Maintained by: NLnet Labs

[Unbound-users] A few ideas and questions

Teran McKinney
Tue Sep 9 00:09:19 CEST 2008


Hi,

After using Unbound for about a month and a half now, I've conjured up
a few ideas I would like to share. I have also come across a few
things that may be bugs, but I'm not sure.

While Unbound has been working perfectly under normal use (with
DNSSEC, too), I have had a few problems with a seperate Unbound
resolver forwarding requests to my primary resolver and a nameserver
for a private TLD. I originally did this with a root.hints file (I
discovered that Unbound keeps the default root servers unless they are
explicitly overwritten by root.hints, and found this to be a bit
strange), but it would often stop resolving to the primary resolver
for "." (which it should use for all zones except ".el"). I also tried
with a stub zone for ".el" and forwarding ".", however stub zones do
not seem to work when a forwarding zone is set. Finally, I settled on
using forwarding for both zones, but this seems to stop resolving both
"." and ".el" quite often. Before, I had positioned the ".el"
forwarding zone above the "." zone in the config file, but have since
(this morning), reordered them to see if that was the source of the
problem. It has not stopped resolving yet, but I will have to wait and
see. Here is the current configuration:
<ftp://icadyptes.go-beyond.org/other/unbound.conf> (fd11:2358:1321::1
points to NSD running on the same server).

I have a couple suggestions for Unbound, but they are quite minor in
general and Unbound is already an amazing caching resolver. The
release notes for 1.0.2
<http://www.unbound.net/documentation/patch_announce102.html> are very
comprehensive, and much like a full-blown article on DNS security. It
states that Unbound even randomly alternates between resolving over
IPv4 and IPv6 when possible for more security.
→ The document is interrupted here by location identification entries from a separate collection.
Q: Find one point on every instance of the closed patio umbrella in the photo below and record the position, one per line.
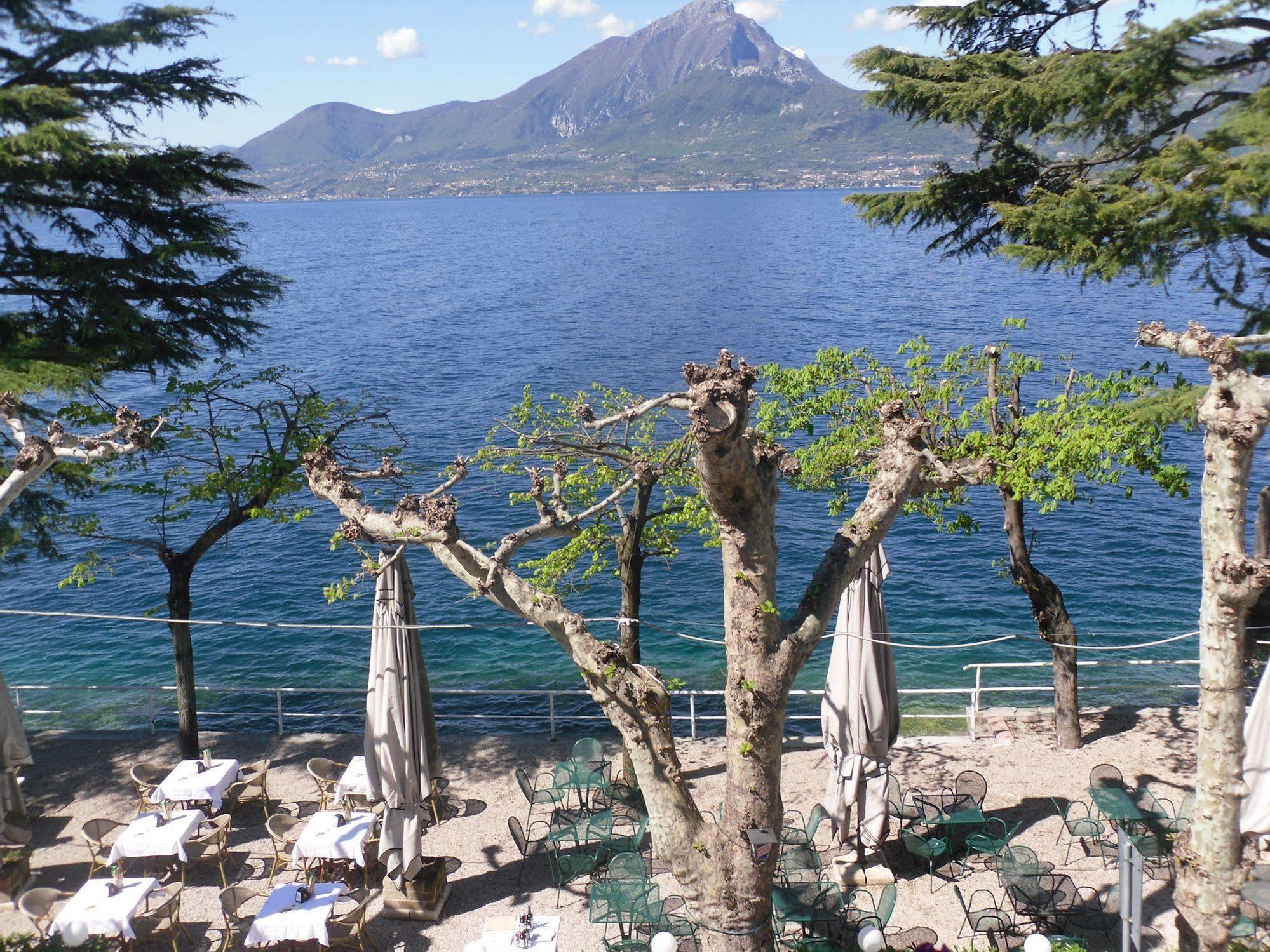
(1255, 810)
(14, 754)
(860, 711)
(403, 756)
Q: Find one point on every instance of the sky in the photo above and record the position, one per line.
(400, 55)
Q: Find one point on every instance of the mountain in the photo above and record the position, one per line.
(703, 98)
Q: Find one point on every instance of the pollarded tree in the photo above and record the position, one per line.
(648, 469)
(112, 258)
(1234, 414)
(231, 455)
(1050, 443)
(738, 469)
(1146, 156)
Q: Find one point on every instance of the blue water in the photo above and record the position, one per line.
(452, 305)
While this behavior is
very impressive and helps increase security, I think that an option to
prefer IPv4 or IPv6 would be nice to have. Opportunistic encryption
through IPSEC is easier to do on IPv6, and could offer additional
protection underneath the application layer. For that reason, and
because I would rather see more of my packets go out over IPv6, I
would personally like to be able to set my resolver to always prefer
IPv6, even at the slight cost of security. Of course, this is quite
minor in comparsion to the rest of Unbound and the needs of a caching
resolver. I would like to submit a patch for it, but have neither the
C skills (yet), or time.

If my above experience with stub zones not working with forwarding
zones was not just user error, I think it would be nice to be able to
use stub zones and forwarding zones in the same configuration. By the
way, how does Unbound treat stub zones differently than forwarding
zones? Also, for some reason, requests forwarded to my main Unbound
resolver answer requests with bad DNSSEC signatures (IE: one of the
purposefully invalid subdomains at dnssec-tools.org), even though such
requests directly through that server give no results (since the
resolver has been configured with that domain's DNSSEC key). Perhaps I
should be using stub zones instead? I don't understand why it would
not give an identical answer to the server it forwards requests to,
but am not a master of the DNS protocol either.

Let me know if you need any more information or help testing patches.

Thanks,
Teran (sega01)

PS: Does NLnet Labs have an IRC channel?